8 marzo 2026 di Danila selis




Arriverà di nuovo e noi di nuovo avremo reazioni diverse per questa giornata che sta diventando divisiva. 



Ci ritroveremo nelle storiche categorie, più le nuove che nel tempo i social hanno coagulato. 

Chi da signora agée  ha conosciuto la ricorrenza rivoluzionaria nel periodo di implosione intima, quando se ne intuiva l'importanza e la potenza, l'ha vissuta e attraversata con entusiasmo e impegno, ma forse dopo una cinquantina d'anni non ne può più, e,  con lo snobismo che si presuppone, in barba alle passate esperienze, non ha voglia di riunire altre donne, neanche per una cena o un approfondimento politico-culturale. 

Le casalinghe più giovani e furbe, che non

hanno conosciuto l'UDI e il movimento femminista di Boston, con calma e positività, forse prepareranno una crostata
esteticamente sontuosa e poi con fare lezioso e sensuale si tolglieranno la parannanza che può mostrare un intimo slurpevolmente attizzante.

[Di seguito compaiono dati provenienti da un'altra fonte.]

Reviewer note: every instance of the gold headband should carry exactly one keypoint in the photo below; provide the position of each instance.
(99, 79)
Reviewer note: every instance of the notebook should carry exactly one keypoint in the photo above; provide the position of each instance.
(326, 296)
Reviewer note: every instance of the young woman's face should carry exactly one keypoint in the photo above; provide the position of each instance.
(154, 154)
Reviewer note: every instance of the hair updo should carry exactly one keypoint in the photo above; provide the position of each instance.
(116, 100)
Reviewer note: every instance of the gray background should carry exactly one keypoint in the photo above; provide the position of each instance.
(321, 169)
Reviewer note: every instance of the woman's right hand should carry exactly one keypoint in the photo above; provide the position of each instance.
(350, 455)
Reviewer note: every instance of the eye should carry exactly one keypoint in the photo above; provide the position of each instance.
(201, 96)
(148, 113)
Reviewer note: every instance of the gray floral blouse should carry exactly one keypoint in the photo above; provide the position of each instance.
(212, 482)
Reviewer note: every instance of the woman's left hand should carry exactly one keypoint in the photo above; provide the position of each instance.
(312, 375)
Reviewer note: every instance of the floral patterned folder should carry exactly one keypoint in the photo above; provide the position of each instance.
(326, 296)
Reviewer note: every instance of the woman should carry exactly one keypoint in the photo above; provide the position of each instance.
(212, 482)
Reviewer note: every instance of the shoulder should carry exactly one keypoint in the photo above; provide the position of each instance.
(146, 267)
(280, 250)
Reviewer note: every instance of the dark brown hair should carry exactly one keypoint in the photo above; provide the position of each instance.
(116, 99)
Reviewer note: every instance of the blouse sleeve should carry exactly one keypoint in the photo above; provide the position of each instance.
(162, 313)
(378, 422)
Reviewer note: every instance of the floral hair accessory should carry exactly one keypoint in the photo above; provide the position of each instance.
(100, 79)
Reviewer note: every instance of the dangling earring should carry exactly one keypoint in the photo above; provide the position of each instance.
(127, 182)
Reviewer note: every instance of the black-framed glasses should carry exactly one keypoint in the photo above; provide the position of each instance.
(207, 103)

Le studentesse, le giovani e le pensionate politicizzate, saranno in piazza per la lotta delle donne di altri paesi, altra cultura, altro intuito, altra volontà in un altro momento divisivo. 

E poi ci siamo noi, e noi, e noi, sempre più separate in categorie senza più senso reale: donne di destra e di sinistra, ricche o povere, fortunate o scarognate, eleganti o sguaiate, intellettuali o minchione... 

Si è persa l'unione che è stato nucleo di nascita e fattore determinante per la riuscita di rivendicazioni e di formazione di quella "coscienza" di cui si è persa traccia. 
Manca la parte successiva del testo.